全体的にとてもいい感じ。シンプルに考える方向性が、自分の考え方とかなり似ている。

ひとつだけ違うなと思ったところがあったり。

  private bool 日付として正しい
  {
    get { return 年が正しい && 月が正しい && 日が正しい; }
  }

ここんとこ、C# の書き方はよくわからんけど、return のところに論理式を書くのは個人的にはあまり好きじゃない。個人的には(C# の書き方がわからんから Java で書くと)

  private boolean 日付として正しい  {
    if (!年が正しい) {
      return false;
    }
    if (!月が正しい) {
      return false;
    }
    if (!日が正しい) {
      return false;
    }
    return true;
  }

みたいに書く。

あと、コンストラクタで例外を出すのはあまり好みじゃなかったり。というのは、「13月32日」というのを言葉に出す人がいるんだから、概念的には「13月32日」という Date は生成できてもかまわない。現実的な問題としては、それって太陽暦や太陰暦では不当な日付だけど、その日付がありうる暦があってもいいやん、て感じ。

そういう観点からすると、

  public boolean 日付として正しい  {
    if (!年が正しい) {
      return false;
    }
    if (!月が正しい) {
      return false;
    }
    if (!日が正しい) {
      return false;
    }
    return true;
  }

として、Date クラスを使う側に正当性の検査を任せたい。

[]あり得ないデータを持つインスタンスの生成を禁止すべきではない あり得ないデータを持つインスタンスの生成を禁止すべきではないを含むブックマーク あり得ないデータを持つインスタンスの生成を禁止すべきではないのブックマークコメント

一般的には、あり得ないデータだからという理由でインスタンスの生成を禁止するのは好ましくない。たとえば、何らかの理由で「あり得ない」範囲に変化があったとする。その変化によって、従来は生成できなかったインスタンスを生成しなければならなくなったり、またはその逆で、生成できていたインスタンスが生成できなくなったりする可能性がある。

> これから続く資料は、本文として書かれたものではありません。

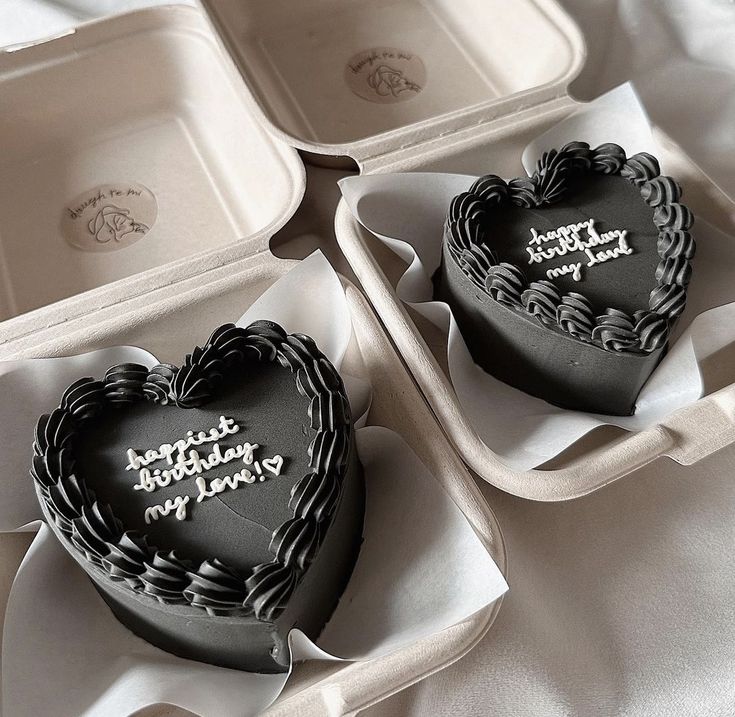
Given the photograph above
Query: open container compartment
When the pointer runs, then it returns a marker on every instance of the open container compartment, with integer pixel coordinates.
(348, 78)
(492, 79)
(130, 161)
(165, 326)
(223, 186)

後者の、従来は生成できていたインスタンスが生成できなくなるケースは、システムに大きな影響を及ぼすことがある。単純な例で言うと、郵便番号の7桁化がある。郵便番号または住所クラスがあったとして、郵便番号の7桁化に伴って5桁の郵便番号を持つインスタンスを生成できなくしてしまうと、既存のデータを扱うことができなくなる。

あり得ないデータを持つインスタンスは、思考の上では存在し得るのだから、それを禁止するのは思考と実装のアンマッチが発生してしまう。このアンマッチが存在すると、何かのはずみでバグの原因になりかねない。

あり得ないデータを持つインスタンスを許容すると、どこで正当性をチェックすべきかと言う問題が出てくる。これは Validator クラスを用意するのが適切な解決策のひとつだと言える。

システムとシステム外部の接点となる部分では、あり得ないデータを持つインスタンスを生成できるようにしておき、Validator のチェックを通過したものだけがシステムロジック内に侵入できるようにすればよい。